Redact Language Support
While Redact only supports English when it is initially installed, it can support over 100 languages. If you are interested in having non-English languages added to Redact, please
Language packs can be included in an image project either individually or mixed together to cover multiple languages. In some cases you may find that the results are more accurate if you use a single language pack even if there are words in English in the documents. Since results can vary, we recommend testing non-English language support on a set of documents before doing a full project run.
Language settings in Relativity
Documents should be loaded into Relativity with the proper language settings. This is an important component of interacting with images for non-English languages and a critical requirement for non-Romance languages.
For example, if documents with Japanese text are being run using Redact, they will need to be loaded from a processing engine that supports processing Japanese documents with the appropriate language settings.
If using Relativity Processing, select the Japanese language in either the processing set or processing profile. This ensures that the extracted text is encoded correctly and can be used for comparison when determining how much quality control is needed.
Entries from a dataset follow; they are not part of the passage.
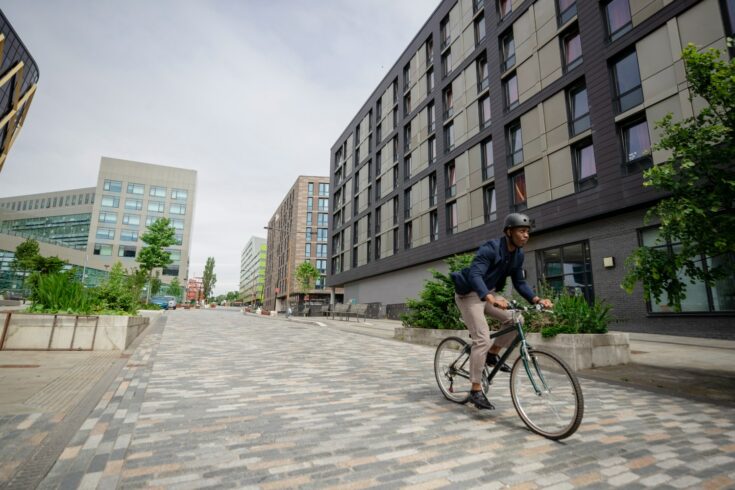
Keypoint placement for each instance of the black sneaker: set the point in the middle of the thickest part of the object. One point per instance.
(493, 359)
(481, 401)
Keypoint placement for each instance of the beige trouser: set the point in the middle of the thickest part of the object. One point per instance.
(473, 311)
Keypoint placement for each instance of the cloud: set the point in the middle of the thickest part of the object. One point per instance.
(250, 94)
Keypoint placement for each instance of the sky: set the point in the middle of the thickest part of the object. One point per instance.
(250, 94)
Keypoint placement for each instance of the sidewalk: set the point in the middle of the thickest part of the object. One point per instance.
(689, 367)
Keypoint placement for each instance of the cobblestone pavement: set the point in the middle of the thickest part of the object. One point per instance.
(223, 400)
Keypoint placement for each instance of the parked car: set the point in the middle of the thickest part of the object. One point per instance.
(165, 302)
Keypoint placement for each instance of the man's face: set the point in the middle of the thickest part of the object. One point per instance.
(519, 236)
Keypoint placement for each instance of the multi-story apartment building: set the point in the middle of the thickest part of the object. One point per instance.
(18, 80)
(546, 107)
(298, 232)
(252, 270)
(92, 228)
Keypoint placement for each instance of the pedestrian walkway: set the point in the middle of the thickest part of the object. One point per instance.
(302, 407)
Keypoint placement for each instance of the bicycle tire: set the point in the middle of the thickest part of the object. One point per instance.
(454, 382)
(556, 412)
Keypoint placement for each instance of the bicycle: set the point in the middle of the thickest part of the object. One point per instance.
(545, 392)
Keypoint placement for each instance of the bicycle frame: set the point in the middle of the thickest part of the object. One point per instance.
(519, 339)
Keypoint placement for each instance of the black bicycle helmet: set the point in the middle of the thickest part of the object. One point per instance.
(514, 220)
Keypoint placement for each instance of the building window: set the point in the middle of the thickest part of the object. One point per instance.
(448, 103)
(489, 204)
(129, 235)
(484, 110)
(579, 110)
(518, 182)
(568, 268)
(508, 51)
(617, 15)
(105, 233)
(110, 201)
(511, 92)
(699, 296)
(628, 89)
(447, 62)
(449, 137)
(479, 29)
(156, 206)
(451, 179)
(487, 159)
(138, 189)
(452, 226)
(408, 235)
(156, 191)
(483, 82)
(444, 34)
(504, 7)
(177, 208)
(179, 194)
(112, 186)
(134, 204)
(107, 217)
(572, 50)
(567, 10)
(584, 165)
(515, 144)
(104, 249)
(636, 141)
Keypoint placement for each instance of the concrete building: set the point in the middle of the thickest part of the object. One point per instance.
(252, 271)
(546, 107)
(298, 232)
(18, 81)
(94, 227)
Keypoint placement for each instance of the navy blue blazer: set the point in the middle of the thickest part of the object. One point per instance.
(491, 266)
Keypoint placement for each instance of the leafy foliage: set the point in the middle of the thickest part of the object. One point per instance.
(306, 275)
(61, 292)
(435, 307)
(699, 178)
(209, 278)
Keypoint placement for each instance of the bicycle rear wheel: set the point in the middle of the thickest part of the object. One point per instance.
(452, 369)
(554, 407)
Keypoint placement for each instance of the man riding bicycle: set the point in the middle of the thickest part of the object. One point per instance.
(476, 294)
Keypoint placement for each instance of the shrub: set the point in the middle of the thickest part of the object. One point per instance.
(61, 293)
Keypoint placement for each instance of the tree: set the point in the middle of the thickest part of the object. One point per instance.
(436, 307)
(175, 289)
(699, 180)
(210, 278)
(160, 234)
(306, 274)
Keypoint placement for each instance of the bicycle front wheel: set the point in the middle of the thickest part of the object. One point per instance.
(452, 369)
(546, 394)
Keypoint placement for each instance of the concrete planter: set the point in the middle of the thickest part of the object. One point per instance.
(23, 331)
(580, 351)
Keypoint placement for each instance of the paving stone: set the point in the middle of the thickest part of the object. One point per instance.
(321, 408)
Entering Language Codes in an image markup project
If non-English languages have been enabled, please note the following:
- By default, projects will run with the eng code which causes English to be the only supported language.
- If there is a chance that multiple languages could be combined together in the documents, you can ensure the languages receive the appropriate markups by adding a + between each language code. For example, entering spa+eng causes Spanish and English to receive markups by a project.
- Language codes are prioritized from left to right so the left-most code will be given the highest priority.
- The Redact application only supports three character length for supported language codes. For example, if a user entered chi_sim_vert as the language code for the trained data file chi_sim_vert.traineddata in an image project, the project fails.
Instead, you should rename the trained data file to three characters like csv before uploading it to Relativity in order to successfully use that trained data file.